2014 novel by Emma Jane Unsworth

Animals is the second novel of British writer Emma Jane Unsworth. The book was published in 2014 by Canongate Books in the U.K. and HarperCollins in the U.S. and Canada.

Set in Manchester, the novel follows best friends Laura and Tyler, codependent alcoholics whose lifestyle comes under scrutiny after Laura becomes engaged to Jim, a pianist and a teetotaler.

==Plot==
Laura is a 32-year-old woman working at a call centre in Manchester who is struggling as a writer. She lives with her best friend, Tyler, an American with plenty of money who bankrolls their hard drinking lifestyle.

A year earlier Laura met Jim, a pianist, at a bar. The two quickly fell in love and were engaged, though shortly afterwards Jim decides to stop drinking, a decision Laura pretends to approve of. As their wedding draws closer Tyler begins to grow increasingly upset by Laura's marriage and Laura begins to feel torn between the two. Though she is ambivalent about having children, Jim persuades Laura to stop using contraception. Jim also begins to pressure Laura to stop drinking.

On a night out Tyler passes Laura some drugs wrapped in a flyer for a library lecture on W. B. Yeats. Laura goes to the lecture and afterwards talks and flirts with the lecturer, professor Marty Grane.

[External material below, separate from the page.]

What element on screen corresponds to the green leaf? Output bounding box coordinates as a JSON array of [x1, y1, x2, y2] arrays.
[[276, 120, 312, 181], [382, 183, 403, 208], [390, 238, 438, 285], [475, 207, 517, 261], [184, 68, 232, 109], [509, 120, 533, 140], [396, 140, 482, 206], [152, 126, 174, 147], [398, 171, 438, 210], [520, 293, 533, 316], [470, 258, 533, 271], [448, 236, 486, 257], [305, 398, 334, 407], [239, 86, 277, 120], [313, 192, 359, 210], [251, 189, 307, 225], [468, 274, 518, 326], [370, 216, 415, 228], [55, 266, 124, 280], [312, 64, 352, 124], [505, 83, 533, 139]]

Later, on a trip to London for Tyler's nephew's christening, the two run into Marty, who went to school with Tyler. Claiming her phone is dead, Tyler has Laura exchange numbers with Marty, who later sends her a picture of his erect penis.

Trying to compromise between Tyler and Jim, Laura goes out for a night of drinking with Tyler for her 30th birthday and then the next day flies to Stockholm to visit Jim where he is touring. On her night out with Tyler, Laura and Tyler spot Marie, a drug dealer that Tyler once stole from. Though they think they have escaped detection, Laura returns from Stockholm to find that Tyler has been badly beaten as Marie followed her home and robbed her once Laura had left. The two flee for Edinburgh where they meet up with Marty. Laura takes drugs and drinks heavily, and finds herself fighting a strong attraction to Marty. When he corners her in the bathroom she realizes that Tyler has been encouraging Marty to help her cheat by revealing a specific sexual fetish of hers. Enraged she leaves for home.

Laura stays at Jim's but at one of his work events she eventually realizes that he stopped drinking because he cheated on her with Kirsten, a woman in the orchestra. Upset she flees back to Tyler's place where she finds her overdosed on drugs and alcohol. Laura nurses Tyler back to health, but when Tyler is healed she resumes her drinking, eventually confessing to Laura that she did intentionally give her the flyer so that she would end up with Marty.

Six months later Laura still drinks, though not to excess, and has finally moved out on her own. She no longer associates with Jim or Tyler.

==Reception==
The novel received positive reviews on publication, with writer Caitlin Moran describing it as "Withnail for Girls" and declaring that she wished she had written it. The Guardian praised Unsworth as "a tremendous talent". The New York Times praised the novel as "an emotionally complex and often go-for-broke-witty book".

Animals won the 2015 Jerwood Fiction Uncovered Prize.

==Adaptation==
The novel was adapted into a film of the same name (relocated to Dublin) in 2019, directed by Sophie Hyde and starring Holliday Grainger and Alia Shawkat as Laura and Tyler.